As we shall outline through examples, many provincial governments and industrial firms have begun this process of consultation. Nevertheless, Aboriginal communities feel that the consultation process does not go far enough. They believe that their treaty or aboriginal rights should be recognized to the extent that they should be included as partners in decision making. Aboriginal peoples' rights to traditional lands are sub generis or unique. They go beyond the concerns of any Canadian interest group or stakeholder. Aboriginal communities feel that their special interests can be fully recognized only if provinces were to invite the communities to participate fully in a decision-making process.
The provinces, on the other hand, are jealous of their jurisdiction over natural resources. There is the rub. Provinces insist that their ultimate jurisdiction be recognized. NAFA proposes that decision-making roles can be shared with Aboriginal communities. Once objectives and broad management principles have been agreed upon, the issue of final authority is less problematic and authority can be shared. We will describe examples where governments have taken steps to involve Aboriginal groups in decision-making without losing their ultimate control.
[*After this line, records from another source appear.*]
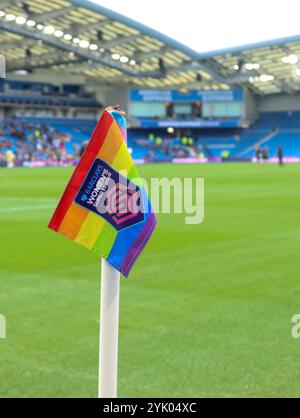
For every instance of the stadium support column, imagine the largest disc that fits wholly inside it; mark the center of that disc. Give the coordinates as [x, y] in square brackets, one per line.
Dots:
[109, 330]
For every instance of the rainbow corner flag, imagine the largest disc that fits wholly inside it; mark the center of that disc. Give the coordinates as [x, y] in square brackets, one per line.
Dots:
[105, 207]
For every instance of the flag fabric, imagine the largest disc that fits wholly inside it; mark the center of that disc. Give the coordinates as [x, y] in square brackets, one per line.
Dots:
[105, 207]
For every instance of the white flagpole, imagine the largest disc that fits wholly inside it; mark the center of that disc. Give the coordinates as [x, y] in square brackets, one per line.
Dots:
[109, 330]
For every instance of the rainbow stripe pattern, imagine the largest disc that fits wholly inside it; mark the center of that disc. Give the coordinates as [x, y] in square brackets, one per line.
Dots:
[117, 237]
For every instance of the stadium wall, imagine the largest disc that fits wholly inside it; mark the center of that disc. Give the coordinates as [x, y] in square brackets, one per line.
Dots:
[279, 103]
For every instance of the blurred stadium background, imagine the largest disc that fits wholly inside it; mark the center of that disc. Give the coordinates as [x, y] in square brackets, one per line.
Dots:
[232, 280]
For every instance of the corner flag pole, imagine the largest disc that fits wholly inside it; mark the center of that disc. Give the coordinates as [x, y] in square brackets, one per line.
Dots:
[109, 329]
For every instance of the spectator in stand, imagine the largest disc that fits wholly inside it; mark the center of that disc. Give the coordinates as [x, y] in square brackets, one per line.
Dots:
[280, 155]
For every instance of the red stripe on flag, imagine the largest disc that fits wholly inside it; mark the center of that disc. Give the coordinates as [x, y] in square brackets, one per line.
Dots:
[89, 155]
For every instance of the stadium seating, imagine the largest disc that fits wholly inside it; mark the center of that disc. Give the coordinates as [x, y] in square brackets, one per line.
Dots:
[272, 130]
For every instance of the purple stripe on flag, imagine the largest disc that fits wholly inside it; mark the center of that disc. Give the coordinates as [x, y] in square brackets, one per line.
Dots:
[138, 245]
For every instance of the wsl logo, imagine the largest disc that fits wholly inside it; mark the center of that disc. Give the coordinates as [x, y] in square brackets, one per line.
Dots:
[113, 197]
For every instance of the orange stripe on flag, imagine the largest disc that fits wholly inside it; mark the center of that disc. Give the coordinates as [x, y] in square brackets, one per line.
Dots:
[73, 221]
[90, 230]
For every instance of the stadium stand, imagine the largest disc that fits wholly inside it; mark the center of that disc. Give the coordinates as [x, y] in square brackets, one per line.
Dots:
[180, 104]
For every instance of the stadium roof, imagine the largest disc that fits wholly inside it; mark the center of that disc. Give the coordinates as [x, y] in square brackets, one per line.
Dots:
[76, 36]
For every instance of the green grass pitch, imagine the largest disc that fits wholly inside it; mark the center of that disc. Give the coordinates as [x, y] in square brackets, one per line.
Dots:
[206, 311]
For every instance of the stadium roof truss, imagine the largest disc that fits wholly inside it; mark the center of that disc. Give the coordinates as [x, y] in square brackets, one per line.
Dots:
[76, 36]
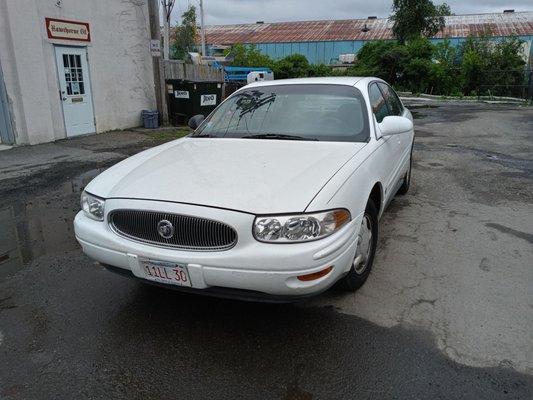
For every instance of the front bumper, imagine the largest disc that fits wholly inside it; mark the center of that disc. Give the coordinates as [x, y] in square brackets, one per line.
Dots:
[252, 266]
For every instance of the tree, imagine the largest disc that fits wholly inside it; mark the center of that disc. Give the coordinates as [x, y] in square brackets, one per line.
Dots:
[248, 56]
[415, 18]
[293, 66]
[185, 34]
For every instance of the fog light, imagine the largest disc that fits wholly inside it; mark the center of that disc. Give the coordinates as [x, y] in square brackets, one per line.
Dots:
[314, 275]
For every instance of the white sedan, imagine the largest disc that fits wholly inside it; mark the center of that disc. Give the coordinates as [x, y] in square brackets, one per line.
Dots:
[276, 195]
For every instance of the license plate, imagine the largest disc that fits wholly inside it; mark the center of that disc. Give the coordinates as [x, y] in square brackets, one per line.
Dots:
[165, 272]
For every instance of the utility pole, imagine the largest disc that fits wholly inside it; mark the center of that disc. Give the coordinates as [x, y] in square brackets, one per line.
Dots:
[168, 5]
[159, 79]
[202, 27]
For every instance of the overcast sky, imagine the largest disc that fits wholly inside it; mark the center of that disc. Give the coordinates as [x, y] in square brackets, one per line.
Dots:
[249, 11]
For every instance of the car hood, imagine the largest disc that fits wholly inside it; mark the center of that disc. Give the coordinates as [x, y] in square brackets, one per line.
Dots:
[251, 175]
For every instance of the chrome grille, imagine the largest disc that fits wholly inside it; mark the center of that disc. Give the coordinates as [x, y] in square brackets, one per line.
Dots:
[190, 233]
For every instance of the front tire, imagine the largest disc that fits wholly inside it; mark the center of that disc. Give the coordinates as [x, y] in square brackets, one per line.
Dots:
[367, 239]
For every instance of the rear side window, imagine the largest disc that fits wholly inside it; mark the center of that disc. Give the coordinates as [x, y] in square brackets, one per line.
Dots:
[378, 103]
[393, 102]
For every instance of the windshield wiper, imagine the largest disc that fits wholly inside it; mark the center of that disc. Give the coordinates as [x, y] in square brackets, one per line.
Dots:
[277, 136]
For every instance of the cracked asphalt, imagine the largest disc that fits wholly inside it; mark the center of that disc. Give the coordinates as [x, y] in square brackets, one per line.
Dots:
[446, 313]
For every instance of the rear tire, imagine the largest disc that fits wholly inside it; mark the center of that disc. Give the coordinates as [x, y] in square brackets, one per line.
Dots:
[366, 250]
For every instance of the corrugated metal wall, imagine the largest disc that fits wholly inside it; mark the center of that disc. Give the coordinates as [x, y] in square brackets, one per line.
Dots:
[328, 52]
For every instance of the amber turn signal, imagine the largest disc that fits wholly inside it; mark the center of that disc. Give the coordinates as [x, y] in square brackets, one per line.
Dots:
[314, 275]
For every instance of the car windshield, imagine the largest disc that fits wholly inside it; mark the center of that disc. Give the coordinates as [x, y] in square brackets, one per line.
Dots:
[291, 112]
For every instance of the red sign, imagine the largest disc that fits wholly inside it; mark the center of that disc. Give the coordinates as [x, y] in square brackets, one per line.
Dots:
[67, 30]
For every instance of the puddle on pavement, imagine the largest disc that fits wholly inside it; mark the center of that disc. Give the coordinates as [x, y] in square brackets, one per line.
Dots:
[40, 224]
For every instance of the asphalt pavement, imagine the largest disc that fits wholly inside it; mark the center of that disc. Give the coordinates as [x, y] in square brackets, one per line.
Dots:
[446, 313]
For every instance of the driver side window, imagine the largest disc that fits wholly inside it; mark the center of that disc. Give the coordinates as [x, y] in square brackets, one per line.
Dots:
[377, 102]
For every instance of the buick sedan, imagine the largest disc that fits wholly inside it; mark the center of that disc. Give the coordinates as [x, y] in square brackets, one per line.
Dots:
[276, 196]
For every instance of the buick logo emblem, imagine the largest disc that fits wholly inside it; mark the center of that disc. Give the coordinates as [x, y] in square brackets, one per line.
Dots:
[165, 229]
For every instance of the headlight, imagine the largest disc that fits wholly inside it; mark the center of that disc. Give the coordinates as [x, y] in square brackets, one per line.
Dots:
[299, 228]
[92, 206]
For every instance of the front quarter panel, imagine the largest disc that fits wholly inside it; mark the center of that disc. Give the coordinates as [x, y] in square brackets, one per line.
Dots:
[350, 188]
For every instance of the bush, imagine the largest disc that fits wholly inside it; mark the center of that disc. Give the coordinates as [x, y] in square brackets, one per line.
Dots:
[478, 66]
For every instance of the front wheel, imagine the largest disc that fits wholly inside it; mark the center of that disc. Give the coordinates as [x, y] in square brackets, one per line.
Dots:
[367, 239]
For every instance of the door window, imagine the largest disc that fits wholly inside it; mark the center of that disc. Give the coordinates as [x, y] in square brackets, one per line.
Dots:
[394, 103]
[73, 74]
[378, 103]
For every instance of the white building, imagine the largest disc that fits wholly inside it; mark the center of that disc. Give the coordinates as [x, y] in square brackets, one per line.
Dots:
[72, 67]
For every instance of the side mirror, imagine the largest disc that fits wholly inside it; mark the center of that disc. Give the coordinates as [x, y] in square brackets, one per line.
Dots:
[393, 124]
[195, 121]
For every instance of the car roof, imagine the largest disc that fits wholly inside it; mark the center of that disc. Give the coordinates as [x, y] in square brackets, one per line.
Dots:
[332, 80]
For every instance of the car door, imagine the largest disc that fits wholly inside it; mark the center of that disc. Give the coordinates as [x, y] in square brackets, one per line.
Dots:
[388, 155]
[404, 139]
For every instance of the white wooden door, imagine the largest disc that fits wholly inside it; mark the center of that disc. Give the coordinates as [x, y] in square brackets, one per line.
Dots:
[75, 90]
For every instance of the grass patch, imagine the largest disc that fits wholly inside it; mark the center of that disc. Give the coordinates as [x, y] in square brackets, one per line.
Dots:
[169, 134]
Finally, a word of caution. There have been occasions when provinces have attempted proactive policies respecting Aboriginal people only to have them overturned by the courts. In Manitoba, for example, the province initiated a policy in the 1980's to give Indian bands priority in the licensing of rice harvesting in northern lakes where rice had been introduced artificially. This attempt to assist Indians was successfully challenged in court under the Charter of Human Rights in 1988. Provincial governments are faced with competing interests from all sides and cannot always find ways to respond fully to aboriginal interests.